When Was Statistical Quality Control First Used
Statistical quality control saw its first widespread application during World War II. The War Department required industries making war materials to implement statistical controls, and hired statisticians to help teach them. One of the statisticians was Dr. W. Edwards Deming, who later helped foster the statistical quality movement in postwar Japan. The Japanese faced many of the same problems in guaranteeing quality over long distances that America faced during the war. Lacking in many natural resources, Japan’s ability to produce and export manufactured articles was necessary for survival. Fortunately for them, they listened to sound advice, and they learned to implement it.

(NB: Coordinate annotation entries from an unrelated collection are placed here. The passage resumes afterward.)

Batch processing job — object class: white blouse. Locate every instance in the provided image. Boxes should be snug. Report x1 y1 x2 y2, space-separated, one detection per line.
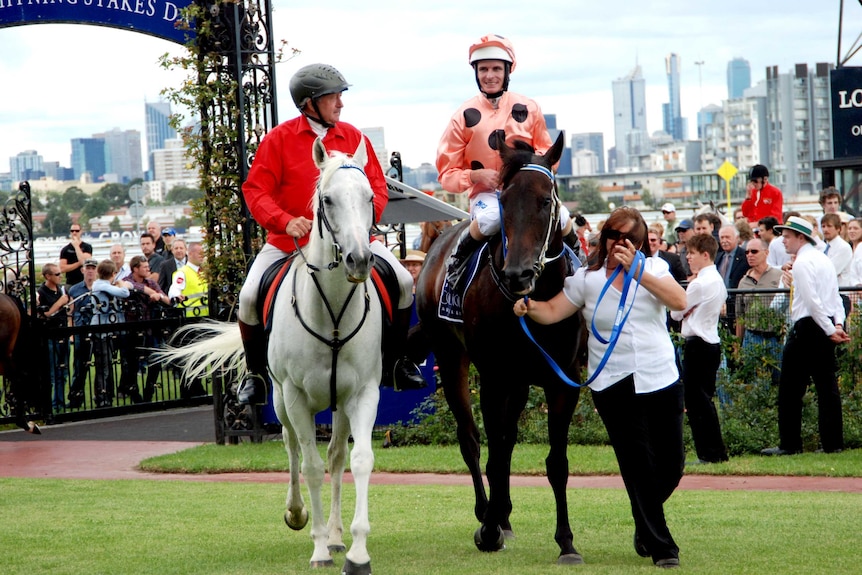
563 257 679 393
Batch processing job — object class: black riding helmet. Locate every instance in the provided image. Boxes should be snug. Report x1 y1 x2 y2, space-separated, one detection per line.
290 64 350 128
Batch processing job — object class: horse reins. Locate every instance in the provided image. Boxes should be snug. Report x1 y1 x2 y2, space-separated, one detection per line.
489 160 566 301
310 164 373 270
290 165 371 412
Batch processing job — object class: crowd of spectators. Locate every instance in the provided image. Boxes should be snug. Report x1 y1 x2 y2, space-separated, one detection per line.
37 221 209 413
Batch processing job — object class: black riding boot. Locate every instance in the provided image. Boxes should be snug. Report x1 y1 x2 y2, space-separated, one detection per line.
236 321 268 405
446 226 482 290
383 308 428 391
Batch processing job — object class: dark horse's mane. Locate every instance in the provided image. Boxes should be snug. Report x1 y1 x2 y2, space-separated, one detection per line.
500 140 536 187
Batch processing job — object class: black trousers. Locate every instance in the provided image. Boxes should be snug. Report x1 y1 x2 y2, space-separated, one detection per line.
593 376 685 561
778 317 844 451
682 337 727 463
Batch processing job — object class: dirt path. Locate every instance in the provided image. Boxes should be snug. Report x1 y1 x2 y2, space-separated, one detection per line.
0 438 862 493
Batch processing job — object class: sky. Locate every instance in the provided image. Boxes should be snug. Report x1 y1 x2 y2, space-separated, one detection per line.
0 0 862 172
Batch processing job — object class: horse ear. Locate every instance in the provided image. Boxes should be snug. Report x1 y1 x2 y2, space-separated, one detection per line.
353 136 368 168
544 132 566 168
311 137 329 170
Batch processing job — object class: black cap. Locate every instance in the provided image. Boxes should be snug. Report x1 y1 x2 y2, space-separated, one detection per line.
748 164 769 182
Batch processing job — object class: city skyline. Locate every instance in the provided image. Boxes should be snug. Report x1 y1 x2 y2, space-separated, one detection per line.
0 0 862 172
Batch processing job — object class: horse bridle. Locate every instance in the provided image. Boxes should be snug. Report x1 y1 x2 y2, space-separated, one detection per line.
290 164 374 412
490 164 566 301
293 160 374 271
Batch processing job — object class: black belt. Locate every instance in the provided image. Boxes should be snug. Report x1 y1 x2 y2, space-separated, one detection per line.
745 328 778 337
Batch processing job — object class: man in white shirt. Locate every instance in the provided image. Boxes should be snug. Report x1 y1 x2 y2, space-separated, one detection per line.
760 216 850 455
670 234 727 463
757 216 790 269
820 214 853 286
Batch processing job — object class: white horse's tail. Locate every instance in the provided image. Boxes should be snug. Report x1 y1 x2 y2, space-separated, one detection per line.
154 321 246 379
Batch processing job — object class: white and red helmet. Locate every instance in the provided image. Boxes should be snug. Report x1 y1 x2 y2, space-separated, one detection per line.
470 34 515 72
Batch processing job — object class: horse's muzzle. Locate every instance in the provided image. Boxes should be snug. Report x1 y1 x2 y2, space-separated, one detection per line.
505 268 538 296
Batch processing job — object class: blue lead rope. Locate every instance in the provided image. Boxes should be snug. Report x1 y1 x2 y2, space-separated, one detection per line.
584 251 646 385
518 251 646 387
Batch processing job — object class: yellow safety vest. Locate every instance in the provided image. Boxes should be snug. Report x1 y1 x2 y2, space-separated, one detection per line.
168 264 209 317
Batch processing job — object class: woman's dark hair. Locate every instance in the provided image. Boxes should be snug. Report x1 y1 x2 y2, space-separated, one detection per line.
589 206 649 271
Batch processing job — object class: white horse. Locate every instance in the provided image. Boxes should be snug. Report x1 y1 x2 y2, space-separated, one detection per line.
163 139 382 574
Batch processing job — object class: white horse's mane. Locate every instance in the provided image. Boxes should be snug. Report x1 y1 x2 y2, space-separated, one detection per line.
311 146 365 214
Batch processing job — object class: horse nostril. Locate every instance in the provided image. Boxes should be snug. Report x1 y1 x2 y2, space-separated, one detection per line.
506 269 536 291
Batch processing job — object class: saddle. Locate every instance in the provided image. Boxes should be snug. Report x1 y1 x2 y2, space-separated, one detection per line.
257 252 400 338
437 242 490 323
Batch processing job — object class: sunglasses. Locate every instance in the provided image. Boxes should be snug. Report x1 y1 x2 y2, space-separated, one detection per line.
602 230 635 243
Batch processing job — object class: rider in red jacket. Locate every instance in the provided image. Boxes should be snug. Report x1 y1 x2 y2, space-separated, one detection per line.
237 64 426 405
742 164 784 226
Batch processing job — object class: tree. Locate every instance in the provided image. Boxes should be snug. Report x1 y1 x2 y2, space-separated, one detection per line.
165 186 204 204
575 180 608 214
174 216 192 232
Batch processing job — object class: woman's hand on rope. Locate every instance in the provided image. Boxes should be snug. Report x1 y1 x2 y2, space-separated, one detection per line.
614 239 638 272
512 297 530 317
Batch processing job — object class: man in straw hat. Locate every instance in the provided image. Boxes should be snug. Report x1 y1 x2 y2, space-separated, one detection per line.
761 216 850 455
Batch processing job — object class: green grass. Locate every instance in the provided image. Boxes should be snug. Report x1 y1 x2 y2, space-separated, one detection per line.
0 479 862 575
141 441 862 477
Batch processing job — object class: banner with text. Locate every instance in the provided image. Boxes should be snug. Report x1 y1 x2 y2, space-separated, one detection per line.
0 0 194 44
832 67 862 159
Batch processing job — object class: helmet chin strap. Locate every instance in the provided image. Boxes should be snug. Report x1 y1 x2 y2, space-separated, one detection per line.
302 98 335 130
473 60 512 100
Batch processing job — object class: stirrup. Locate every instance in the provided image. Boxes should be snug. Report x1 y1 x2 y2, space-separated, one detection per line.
236 373 267 405
392 357 428 391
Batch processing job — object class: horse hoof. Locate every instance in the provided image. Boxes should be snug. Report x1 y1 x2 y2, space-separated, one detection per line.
473 526 506 552
284 507 308 531
557 553 584 565
341 559 371 575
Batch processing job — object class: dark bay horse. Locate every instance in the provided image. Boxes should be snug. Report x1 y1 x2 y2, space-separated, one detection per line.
0 293 42 435
416 135 583 564
419 220 452 253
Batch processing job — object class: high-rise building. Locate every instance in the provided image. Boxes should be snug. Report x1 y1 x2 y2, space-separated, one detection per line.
662 53 687 141
766 62 833 197
93 128 144 184
572 132 606 174
613 65 649 171
701 83 772 173
72 138 108 182
362 126 390 174
727 58 751 99
152 138 198 182
144 102 177 175
9 150 44 182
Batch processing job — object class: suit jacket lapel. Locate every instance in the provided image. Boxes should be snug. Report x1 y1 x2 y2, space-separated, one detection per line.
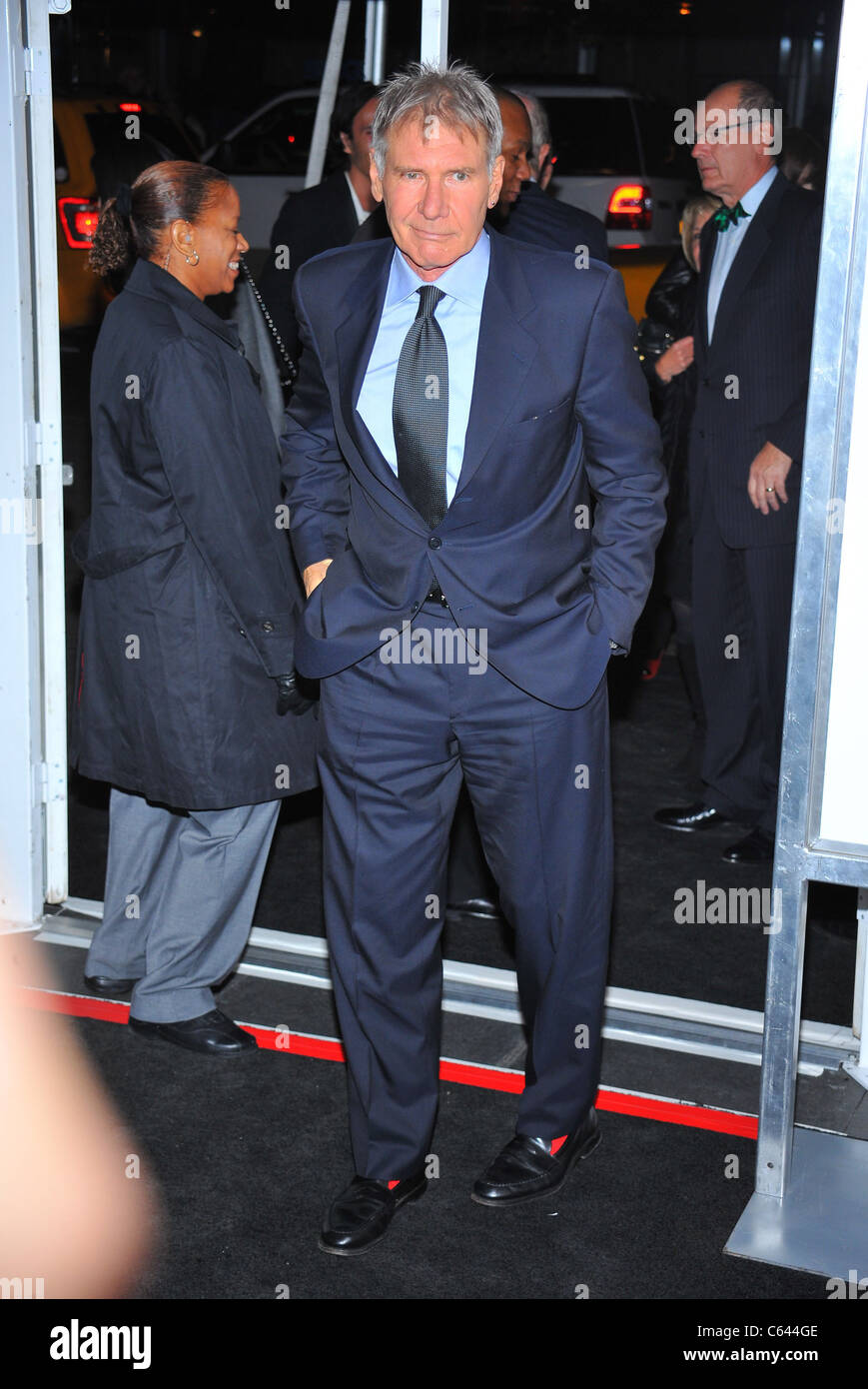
712 174 786 350
335 229 537 520
694 221 718 356
335 239 407 502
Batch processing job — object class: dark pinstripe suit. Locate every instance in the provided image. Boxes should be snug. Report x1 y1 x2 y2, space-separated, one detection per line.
689 174 822 833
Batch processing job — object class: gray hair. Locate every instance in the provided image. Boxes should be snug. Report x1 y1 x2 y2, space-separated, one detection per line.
680 193 723 270
371 63 502 178
511 88 551 178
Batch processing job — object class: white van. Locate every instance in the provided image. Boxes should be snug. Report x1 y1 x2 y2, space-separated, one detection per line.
202 81 698 265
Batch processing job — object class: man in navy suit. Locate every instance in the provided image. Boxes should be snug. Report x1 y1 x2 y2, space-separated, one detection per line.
284 64 665 1254
655 82 822 865
490 88 608 263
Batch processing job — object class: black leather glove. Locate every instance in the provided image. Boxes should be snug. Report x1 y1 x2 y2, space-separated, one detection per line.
275 671 314 715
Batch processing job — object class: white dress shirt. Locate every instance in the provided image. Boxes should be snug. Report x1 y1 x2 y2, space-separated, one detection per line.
356 229 490 506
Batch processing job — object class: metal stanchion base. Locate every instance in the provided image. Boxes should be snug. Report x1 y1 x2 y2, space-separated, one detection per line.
725 1128 868 1277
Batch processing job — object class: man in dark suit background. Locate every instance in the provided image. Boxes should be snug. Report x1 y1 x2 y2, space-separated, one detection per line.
655 82 822 864
446 86 608 919
260 82 380 357
491 88 608 263
282 64 665 1254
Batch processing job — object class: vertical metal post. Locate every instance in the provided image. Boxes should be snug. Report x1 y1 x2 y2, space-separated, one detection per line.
755 864 808 1196
420 0 448 68
304 0 350 188
26 0 71 901
363 0 389 85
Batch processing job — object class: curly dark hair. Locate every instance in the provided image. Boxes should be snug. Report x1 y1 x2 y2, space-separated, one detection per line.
89 160 231 281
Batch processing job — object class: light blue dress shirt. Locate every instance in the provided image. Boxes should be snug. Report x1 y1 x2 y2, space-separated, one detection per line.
356 229 490 505
708 164 778 342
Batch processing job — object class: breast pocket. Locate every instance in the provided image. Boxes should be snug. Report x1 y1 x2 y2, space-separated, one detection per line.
515 396 572 430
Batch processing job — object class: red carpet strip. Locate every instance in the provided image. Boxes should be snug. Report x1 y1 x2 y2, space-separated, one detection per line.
18 989 758 1139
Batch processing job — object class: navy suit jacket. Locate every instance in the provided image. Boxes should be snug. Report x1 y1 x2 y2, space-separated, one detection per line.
282 231 666 708
690 172 822 549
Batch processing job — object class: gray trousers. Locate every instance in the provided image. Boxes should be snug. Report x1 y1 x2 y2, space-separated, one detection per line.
85 787 281 1022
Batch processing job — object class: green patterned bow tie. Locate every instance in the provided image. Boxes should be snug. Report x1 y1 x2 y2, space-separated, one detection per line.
711 203 750 232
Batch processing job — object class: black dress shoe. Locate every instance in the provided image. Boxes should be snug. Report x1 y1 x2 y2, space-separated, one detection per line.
654 800 729 830
447 897 502 921
470 1108 600 1206
320 1172 428 1254
127 1008 259 1055
721 829 775 864
85 973 139 998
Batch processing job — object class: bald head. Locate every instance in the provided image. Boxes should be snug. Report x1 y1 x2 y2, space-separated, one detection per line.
494 88 533 217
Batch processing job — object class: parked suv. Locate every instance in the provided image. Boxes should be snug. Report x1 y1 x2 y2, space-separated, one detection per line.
521 81 698 253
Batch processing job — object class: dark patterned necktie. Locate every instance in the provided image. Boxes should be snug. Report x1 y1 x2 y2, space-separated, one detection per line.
392 285 448 531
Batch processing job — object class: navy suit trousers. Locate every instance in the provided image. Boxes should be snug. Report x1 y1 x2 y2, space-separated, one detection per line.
320 605 612 1181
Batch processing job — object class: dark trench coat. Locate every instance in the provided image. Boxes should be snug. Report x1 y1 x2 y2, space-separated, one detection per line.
71 260 317 809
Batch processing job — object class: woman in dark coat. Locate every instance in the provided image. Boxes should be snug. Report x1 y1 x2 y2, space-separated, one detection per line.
636 193 721 784
72 161 317 1055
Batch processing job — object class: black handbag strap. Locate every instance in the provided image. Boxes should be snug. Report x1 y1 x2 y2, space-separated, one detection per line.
239 256 299 386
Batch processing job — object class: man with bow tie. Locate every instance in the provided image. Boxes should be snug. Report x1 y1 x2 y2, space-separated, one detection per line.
284 64 665 1254
654 82 822 865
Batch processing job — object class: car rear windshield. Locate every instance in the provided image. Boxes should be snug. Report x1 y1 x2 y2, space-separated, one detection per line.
541 96 641 178
214 96 317 174
85 111 199 160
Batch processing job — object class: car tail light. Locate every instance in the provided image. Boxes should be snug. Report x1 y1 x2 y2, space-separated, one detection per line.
57 197 100 250
605 183 654 232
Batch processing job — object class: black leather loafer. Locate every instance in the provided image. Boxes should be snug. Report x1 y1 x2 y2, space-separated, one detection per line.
128 1008 259 1055
320 1172 428 1254
470 1108 600 1206
721 829 775 865
654 800 729 830
85 973 139 998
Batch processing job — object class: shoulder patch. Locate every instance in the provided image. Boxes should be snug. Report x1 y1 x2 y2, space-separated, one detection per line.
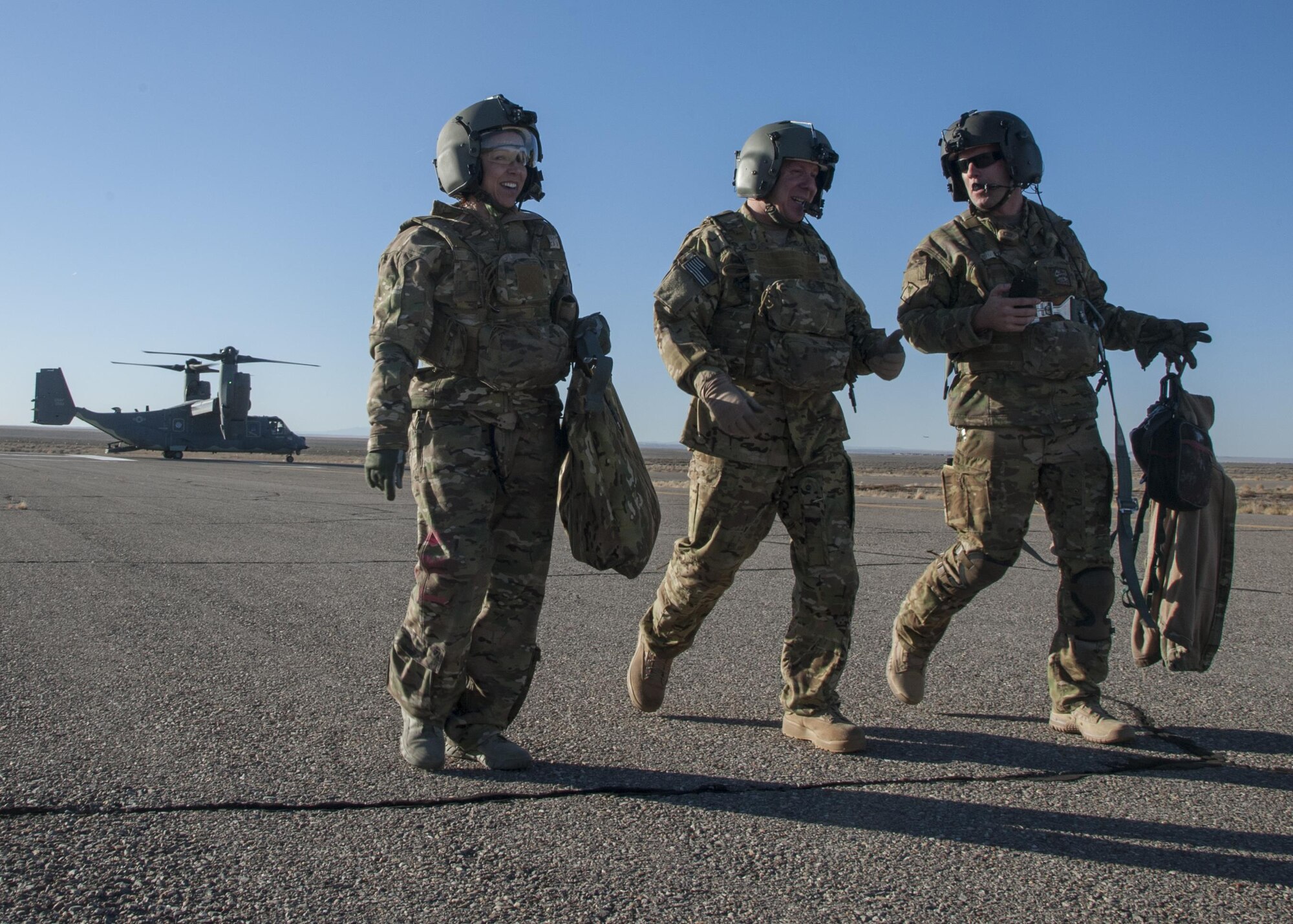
683 253 718 286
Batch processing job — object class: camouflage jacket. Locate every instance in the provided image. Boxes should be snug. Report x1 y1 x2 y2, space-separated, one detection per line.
656 206 884 466
897 199 1179 427
369 202 579 449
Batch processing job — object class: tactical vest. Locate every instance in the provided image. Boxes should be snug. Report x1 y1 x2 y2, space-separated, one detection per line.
934 215 1100 380
702 212 857 392
405 216 570 391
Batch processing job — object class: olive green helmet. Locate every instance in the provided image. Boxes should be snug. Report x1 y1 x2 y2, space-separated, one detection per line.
732 122 839 219
434 94 543 202
939 109 1042 202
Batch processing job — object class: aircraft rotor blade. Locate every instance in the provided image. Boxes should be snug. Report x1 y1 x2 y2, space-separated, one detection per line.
140 349 220 362
110 360 187 372
229 356 319 369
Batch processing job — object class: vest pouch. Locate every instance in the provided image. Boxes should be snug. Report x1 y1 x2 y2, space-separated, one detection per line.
759 273 853 392
1020 316 1100 380
476 318 570 391
494 253 552 308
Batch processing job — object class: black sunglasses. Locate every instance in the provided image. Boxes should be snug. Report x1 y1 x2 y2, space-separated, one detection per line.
957 151 1005 173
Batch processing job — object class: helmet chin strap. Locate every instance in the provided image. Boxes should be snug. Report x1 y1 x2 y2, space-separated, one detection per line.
967 182 1024 215
763 199 798 228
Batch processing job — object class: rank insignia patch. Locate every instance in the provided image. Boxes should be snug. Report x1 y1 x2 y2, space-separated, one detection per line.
683 253 718 286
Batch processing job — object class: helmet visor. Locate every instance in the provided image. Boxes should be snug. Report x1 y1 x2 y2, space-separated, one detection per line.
481 127 539 167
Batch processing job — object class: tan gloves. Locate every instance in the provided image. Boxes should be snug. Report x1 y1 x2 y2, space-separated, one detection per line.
692 369 763 436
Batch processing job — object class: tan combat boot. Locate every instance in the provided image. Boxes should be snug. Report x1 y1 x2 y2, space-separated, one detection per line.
781 709 866 755
884 629 930 705
400 712 445 770
628 633 674 712
449 731 534 770
1050 703 1135 744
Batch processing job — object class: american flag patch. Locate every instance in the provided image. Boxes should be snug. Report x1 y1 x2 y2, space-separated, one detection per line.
683 253 718 286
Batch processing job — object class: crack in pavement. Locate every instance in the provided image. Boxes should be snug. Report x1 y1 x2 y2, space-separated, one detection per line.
0 755 1240 818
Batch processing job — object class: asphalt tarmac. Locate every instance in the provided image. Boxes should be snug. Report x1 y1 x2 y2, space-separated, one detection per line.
0 454 1293 921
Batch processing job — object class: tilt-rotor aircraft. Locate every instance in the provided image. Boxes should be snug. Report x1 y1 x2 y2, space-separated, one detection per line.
32 347 317 462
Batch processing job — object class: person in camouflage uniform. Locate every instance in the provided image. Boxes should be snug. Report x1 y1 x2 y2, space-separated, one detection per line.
886 111 1212 743
628 122 904 752
365 96 579 770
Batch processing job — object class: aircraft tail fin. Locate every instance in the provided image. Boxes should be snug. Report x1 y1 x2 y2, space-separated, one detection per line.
32 369 76 425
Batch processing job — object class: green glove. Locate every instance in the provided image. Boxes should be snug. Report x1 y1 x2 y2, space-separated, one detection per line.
1135 318 1212 369
866 328 906 381
363 449 405 501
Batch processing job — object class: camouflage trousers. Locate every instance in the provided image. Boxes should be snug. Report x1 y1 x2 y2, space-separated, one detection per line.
893 420 1115 712
641 445 857 713
387 411 560 747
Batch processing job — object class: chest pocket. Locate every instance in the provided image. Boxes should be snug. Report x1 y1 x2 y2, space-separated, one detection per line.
476 253 570 391
759 273 852 391
494 253 552 310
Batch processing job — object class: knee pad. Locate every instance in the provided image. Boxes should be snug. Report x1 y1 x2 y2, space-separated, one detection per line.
948 543 1014 590
1068 568 1115 642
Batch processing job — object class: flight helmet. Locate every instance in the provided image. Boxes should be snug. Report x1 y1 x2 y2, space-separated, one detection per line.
434 94 543 203
939 109 1042 202
732 122 839 219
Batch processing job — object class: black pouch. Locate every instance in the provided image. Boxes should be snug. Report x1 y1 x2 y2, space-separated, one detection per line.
1131 371 1214 510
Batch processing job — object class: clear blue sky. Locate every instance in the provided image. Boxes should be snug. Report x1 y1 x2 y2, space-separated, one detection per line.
0 0 1293 458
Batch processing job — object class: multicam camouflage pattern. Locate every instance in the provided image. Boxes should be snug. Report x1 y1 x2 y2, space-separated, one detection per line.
369 202 578 749
641 206 884 714
656 206 884 466
387 410 560 749
369 202 579 449
557 367 659 577
641 444 857 714
893 420 1113 712
897 199 1179 427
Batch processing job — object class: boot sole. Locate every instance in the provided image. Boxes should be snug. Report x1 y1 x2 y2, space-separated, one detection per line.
781 716 866 755
884 663 924 705
1050 712 1135 744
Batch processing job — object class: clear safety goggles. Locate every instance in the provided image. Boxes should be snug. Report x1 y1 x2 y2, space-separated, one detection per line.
481 128 539 167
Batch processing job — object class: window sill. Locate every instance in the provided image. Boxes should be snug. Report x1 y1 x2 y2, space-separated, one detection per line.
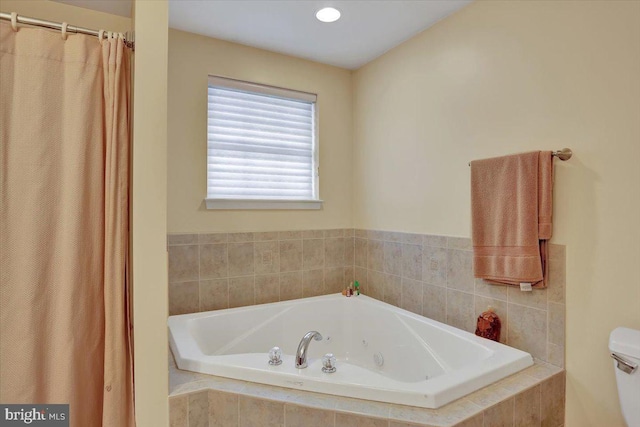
204 199 323 210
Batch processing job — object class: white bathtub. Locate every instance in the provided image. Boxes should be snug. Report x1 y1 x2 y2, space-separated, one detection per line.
169 294 533 408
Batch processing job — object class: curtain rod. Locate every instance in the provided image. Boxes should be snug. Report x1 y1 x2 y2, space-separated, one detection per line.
0 12 135 50
469 148 573 166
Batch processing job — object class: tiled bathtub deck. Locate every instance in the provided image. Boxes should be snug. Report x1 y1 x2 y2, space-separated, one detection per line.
169 354 565 427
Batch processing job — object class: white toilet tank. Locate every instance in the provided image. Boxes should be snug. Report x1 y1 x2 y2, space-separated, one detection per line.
609 328 640 427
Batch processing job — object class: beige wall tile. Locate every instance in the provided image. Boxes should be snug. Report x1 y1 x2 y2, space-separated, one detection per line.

The success of Japan’s implementation of a basically American methodology has been felt far beyond its shores. The x & R chart shifted the attention of quality control from the detection of defects after the manufacturing process to the prevention of defects during the manufacturing process. Figure 1.1.3 shows this change.
In a detection system, the focus is on catching parts or products that fall outside the specification limits (LSL & USL). The drawback to this approach is apparent when we compare the three parts — A, B, and C — that are shown in Figure 1.1.3. Part C is right at the nominal, or best, value. Parts A and B are both undersized, Part B is just over the lower specification and Part A is just under the specification. In a properly functioning detection system, parts B and C would be determined to be more alike than parts A and B: B and C both pass inspection, while A fails inspection. A true comparison of the characteristics of each part would reveal A and B to be most alike.
In a prevention system using statistical process control, the focus is on producing parts or products that are at or near the nominal, or best, value. Figure 1.1.4 illustrates a prevention-based system. While the need for specification limits is still respected, the focus of the system is producing at the nominal, or best, value.